Our DDPG implementation uses a trick to improve exploration at the start of training. For a fixed number of steps at the beginning (set with the start_steps keyword argument), the agent takes actions which are sampled from a uniform random distribution over valid actions. After that, it returns to normal DDPG exploration.

Documentation

spinup.ddpg(env_fn, actor_critic=<function mlp_actor_critic>, ac_kwargs={}, seed=0, steps_per_epoch=5000, epochs=100, replay_size=1000000, gamma=0.99, polyak=0.995, pi_lr=0.001, q_lr=0.001, batch_size=100, start_steps=10000, act_noise=0.1, max_ep_len=1000, logger_kwargs={}, save_freq=1)[source]
Parameters:
  • env_fn – A function which creates a copy of the environment. The environment must satisfy the OpenAI Gym API.
  • actor_critic

    A function which takes in placeholder symbols for state, x_ph, and action, a_ph, and returns the main outputs from the agent’s Tensorflow computation graph:

    Symbol Shape Description
    pi (batch, act_dim)
    Deterministically computes actions
    from policy given states.
    q (batch,)
    Gives the current estimate of Q* for
    states in x_ph and actions in
    a_ph.
    q_pi (batch,)
    Gives the composition of q and
    pi for states in x_ph:
    q(x, pi(x)).
  • ac_kwargs (dict) – Any kwargs appropriate for the actor_critic function you provided to DDPG.
  • seed (int) – Seed for random number generators.
  • steps_per_epoch (int) – Number of steps of interaction (state-action pairs) for the agent and the environment in each epoch.
  • epochs (int) – Number of epochs to run and train agent.
  • replay_size (int) – Maximum length of replay buffer.
  • gamma (float) – Discount factor. (Always between 0 and 1.)
  • polyak (float) –

    Interpolation factor in polyak averaging for target networks. Target networks are updated towards main networks according to:

    \theta_{\text{targ}} \leftarrow
\rho \theta_{\text{targ}} + (1-\rho) \theta

    where \rho is polyak. (Always between 0 and 1, usually close to 1.)

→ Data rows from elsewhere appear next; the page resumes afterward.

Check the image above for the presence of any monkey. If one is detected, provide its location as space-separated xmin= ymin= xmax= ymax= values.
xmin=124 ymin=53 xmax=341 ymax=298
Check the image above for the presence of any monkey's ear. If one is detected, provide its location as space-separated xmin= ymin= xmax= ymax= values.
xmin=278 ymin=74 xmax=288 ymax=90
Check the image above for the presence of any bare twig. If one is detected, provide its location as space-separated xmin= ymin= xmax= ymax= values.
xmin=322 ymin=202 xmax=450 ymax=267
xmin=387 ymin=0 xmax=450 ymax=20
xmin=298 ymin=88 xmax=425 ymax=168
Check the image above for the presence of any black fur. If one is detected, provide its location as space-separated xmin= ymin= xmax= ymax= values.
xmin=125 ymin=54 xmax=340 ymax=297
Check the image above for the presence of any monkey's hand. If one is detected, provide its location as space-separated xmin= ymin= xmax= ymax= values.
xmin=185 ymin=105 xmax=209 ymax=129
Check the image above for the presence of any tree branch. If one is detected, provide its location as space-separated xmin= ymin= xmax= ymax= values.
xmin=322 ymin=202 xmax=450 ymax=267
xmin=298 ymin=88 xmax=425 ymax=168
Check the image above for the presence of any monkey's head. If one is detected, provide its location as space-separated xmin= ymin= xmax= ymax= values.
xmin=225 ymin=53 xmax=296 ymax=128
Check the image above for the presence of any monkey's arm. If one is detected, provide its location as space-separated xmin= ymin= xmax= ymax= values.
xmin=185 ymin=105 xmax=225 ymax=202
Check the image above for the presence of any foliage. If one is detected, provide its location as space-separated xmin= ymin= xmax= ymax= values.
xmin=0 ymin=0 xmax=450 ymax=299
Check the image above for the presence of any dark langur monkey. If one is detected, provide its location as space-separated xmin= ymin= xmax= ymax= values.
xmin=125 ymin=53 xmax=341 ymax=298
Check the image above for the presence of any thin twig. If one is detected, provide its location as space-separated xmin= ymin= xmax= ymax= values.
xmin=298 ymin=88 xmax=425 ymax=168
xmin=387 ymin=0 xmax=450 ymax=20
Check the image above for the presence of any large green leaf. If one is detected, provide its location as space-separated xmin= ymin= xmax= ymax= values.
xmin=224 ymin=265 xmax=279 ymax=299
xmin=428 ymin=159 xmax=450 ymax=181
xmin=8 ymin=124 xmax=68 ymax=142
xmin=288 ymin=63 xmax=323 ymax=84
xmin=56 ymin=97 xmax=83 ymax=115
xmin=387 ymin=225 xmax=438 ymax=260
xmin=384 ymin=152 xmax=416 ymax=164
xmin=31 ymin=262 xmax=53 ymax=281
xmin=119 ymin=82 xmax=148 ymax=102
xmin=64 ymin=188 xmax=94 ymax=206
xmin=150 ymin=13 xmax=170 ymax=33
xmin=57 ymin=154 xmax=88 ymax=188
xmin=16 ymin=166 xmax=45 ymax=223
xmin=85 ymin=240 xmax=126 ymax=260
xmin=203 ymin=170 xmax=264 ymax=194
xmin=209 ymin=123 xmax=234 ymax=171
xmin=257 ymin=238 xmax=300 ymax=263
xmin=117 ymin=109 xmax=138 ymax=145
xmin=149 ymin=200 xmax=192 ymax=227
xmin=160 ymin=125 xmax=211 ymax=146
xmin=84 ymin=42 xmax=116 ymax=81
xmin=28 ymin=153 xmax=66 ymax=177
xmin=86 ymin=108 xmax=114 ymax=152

  • pi_lr (float) – Learning rate for policy.
  • q_lr (float) – Learning rate for Q-networks.
  • batch_size (int) – Minibatch size for SGD.
  • start_steps (int) – Number of steps for uniform-random action selection, before running real policy. Helps exploration.
  • act_noise (float) – Stddev for Gaussian exploration noise added to policy at training time. (At test time, no noise is added.)
  • max_ep_len (int) – Maximum length of trajectory / episode / rollout.
  • logger_kwargs (dict) – Keyword args for EpochLogger.
  • save_freq (int) – How often (in terms of gap between epochs) to save the current policy and value function.

Saved Model Contents

The computation graph saved by the logger includes:

Key Value
x Tensorflow placeholder for state input.
a Tensorflow placeholder for action input.
pi
Deterministically computes an action from the agent, conditioned
on states in x.
q Gives action-value estimate for states in x and actions in a.

This saved model can be accessed either by

References

Why These Papers?

Silver 2014 is included because it establishes the theory underlying deterministic policy gradients (DPG). Lillicrap 2016 is included because it adapts the theoretically-grounded DPG algorithm to the deep RL setting, giving DDPG.